Mr McQuade also takes aim at what he considers to be false stories about the Flamingo Land development.
“While the company does run a theme park in Yorkshire,” he says, “there are not – and never have been – any plans to bring either rollercoasters or flamingos to Lomond Banks and suggestions otherwise are completely unfounded and untrue”.
We will leave aside the rather alarming revelation that a director of the national development agency actually thinks local people really were expecting flocks of the big leggy pink chaps suddenly to descend on yon Bonnie Banks.
More prosaically, there is not a shred of evidence that anyone ever said this.
Nick Kempe, founder of the conservation group Parks Watch, has been appalled at how Scottish Enterprise and the Loch Lomond and Trossachs National Park Association between them are permitting juicy parcels of land around Loch Lomond to be flogged off to private concerns.
In a letter sent to Mr McQuade last week Mr Kempe asked for clarification around the director’s claim that “the Riverside Site at Balloch is a brownfield site” when it is
in fact a park.
The campaigner also asks the agency to declare whether or not it supports the Scottish Government’s commitment to empower communities, as set out by the First Minister in her Programme For Government in September.
“If so, why once again are you seeking to develop and sell off the Riverside Site without any consultation or agreement from the local community or communities of interest and without giving them or the National Park Authority an opportunity to take over the land”.
The role of Loch Lomond and the Trossachs National Park, the authority tasked with managing this area, has also come under scrutiny.
Alannah Maurer of Save Loch Lomond believes the LLTNP “sit behind a veil of anonymity and unaccountability”. The park authority has 17 board members, of which only five are elected by the public who live within the park boundaries.
The remainder are “appointed” by various bodies including the Scottish Government. Unlike the Cairngorms park authority which publishes the names and contact emails and phone numbers of their planning board members, Loch Lomond and the Trossachs do not.
Gordon Watson, chief executive of Loch Lomond & The Trossachs National Park Authority, said: “Environmental impact assessments are not required for every application and a rigorous screening process is carried out to determine when this is needed.

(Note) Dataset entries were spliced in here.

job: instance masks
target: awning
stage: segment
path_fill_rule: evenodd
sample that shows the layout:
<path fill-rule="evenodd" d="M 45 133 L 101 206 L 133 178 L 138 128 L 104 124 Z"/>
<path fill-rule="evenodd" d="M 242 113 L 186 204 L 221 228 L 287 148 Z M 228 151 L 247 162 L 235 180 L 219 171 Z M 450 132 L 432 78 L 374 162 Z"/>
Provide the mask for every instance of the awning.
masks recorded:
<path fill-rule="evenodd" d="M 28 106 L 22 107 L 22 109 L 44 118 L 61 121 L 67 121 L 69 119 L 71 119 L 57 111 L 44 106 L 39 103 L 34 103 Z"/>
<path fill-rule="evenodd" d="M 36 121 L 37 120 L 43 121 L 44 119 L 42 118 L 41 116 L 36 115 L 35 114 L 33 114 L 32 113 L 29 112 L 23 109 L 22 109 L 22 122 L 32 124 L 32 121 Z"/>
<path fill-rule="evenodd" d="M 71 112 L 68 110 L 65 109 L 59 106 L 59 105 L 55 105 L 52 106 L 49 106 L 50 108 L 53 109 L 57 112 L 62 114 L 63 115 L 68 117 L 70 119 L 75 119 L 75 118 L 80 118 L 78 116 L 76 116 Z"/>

“The screening process for the Hunter Foundation application, undertaken by the Authority, concluded an assessment was not required. The decision to appoint Flamingo Land as preferred bidder for the West Riverside site was made by Scottish Enterprise alone.”
Among the stated aims of LLTNP is a commitment to “protect and promote the natural and cultural heritage of the area”. Alannah Maurer is scornful of this and says: “Approval of any subsequent plan
will create an irrevocable precedent for other large-scale developments along
the loch shore.
“The Scottish Government and its public bodies should lead the way in ensuring the land remains in public ownership and is developed in agreement with the community in an environmentally sustainable way.
“Thus it would benefit the public and not a private company interested only in private profit.”
Later this year, just 26 miles from these shores, Glasgow will host COP26, the world’s starriest climate change gathering.
Some of the delegates will want to visit this world-renowned loch. The Scottish Government and its agencies might then have some explaining to do.